‘Babies’ switched at birth in Hanoi find their parents after over 40 years

By Staff reporters   October 23, 2017 | 08:33 pm PT
‘Babies’ switched at birth in Hanoi find their parents after over 40 years
Nguyen Thi Mai Hanh (L) with her daughter Ta Thi Thu Trang (C) and Trang's daughter. A DNA test in 2015 confirmed Hanh's concern that nurses had given Trang to her by mistake. Photo by VnExpress
‘I’ve found the daughter I did not get to cuddle for so long.’

A family in Hanoi has been put back together after their daughter was switched at birth over four decades ago. 

They have tracked down the biological parents of the daughter they were mistakenly given, and they have found their real daughter.

The reunion took place a year ago but the family only revealed the story this week due to personal reasons.

Nguyen Thi Mai Hanh, the woman who was given the wrong baby girl at an obstetrics center in Hanoi 43 years ago, said that she is very happy.

“I’ve found the daughter I did not get to cuddle for so long,” she told VTCNews.

Hanh said she and her daughter cried a lot and could not say a thing when they first met.

“Now both of our daughters have two families,” she said, referring to the baby girl they took home all those years ago and raised as their own.

Hanh is the mother of four children.

After she gave birth to her third on October 10, 1974, she was weak and so the nurses let her rest.

When a nurse came with a baby 12 hours later, she immediately feared there had been a mistake because the baby had the number 32 written on its feet while her baby’s number was 33.

The nurse explained that the number had been blurred when the baby was being bathed, and that's why it looked like a 32.

Since all the other babies born on that day had left the center, she had to accept baby number 32.

“The nurses insisted the baby was mine, but in my heart, I knew they were wrong.

“My mother’s instinct told me that my baby was somewhere else,” Hanh told Thanh Nien (Young People) newspaper.

She and her husband returned to the center three days later hoping someone would show up wanting to exchange babies, but to no avail.

The couple named the baby Ta Thi Thu Trang, and chose not to share their concerns with anyone.

Hanh raised Trang amid whispers that she was the result of a love affair as she grew up differently from her other children, both in appearance and mannerisms.

But their urge to shield Trang from public criticism somehow made them love her even more than their other children, she said.

Her husband, who died 13 years ago, had told her to let it go because their family was happy regardless.

But eventually she decided she needed to know the truth.

She went to a DNA testing center in Hanoi in 2015 and the results confirmed her suspicions.

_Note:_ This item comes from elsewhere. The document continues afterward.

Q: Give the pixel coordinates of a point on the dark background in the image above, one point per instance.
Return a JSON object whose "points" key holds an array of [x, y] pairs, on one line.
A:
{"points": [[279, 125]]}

She told Trang on her 41st birthday on October 10, 2015.

Trang cried for three days.

She said she was her parents’ favorite child and loved by her brother and sisters.

“Even in my wildest dreams, I never thought I was not from their blood,” she said.

But after finding out the truth, Trang and Hanh decided to start searching for their long-lost family members together.

They shared the story on Facebook and it was picked up by various media outlets and received widespread coverage for some time last year, prompting the police to step in.

Thanks to the publicity they found their "new" family three months later living just a few kilometers from the city.

“The woman who was switched at birth with me used to go to my school and I had no idea,” she said.

The two families now get together for festivals and anniversaries, she said.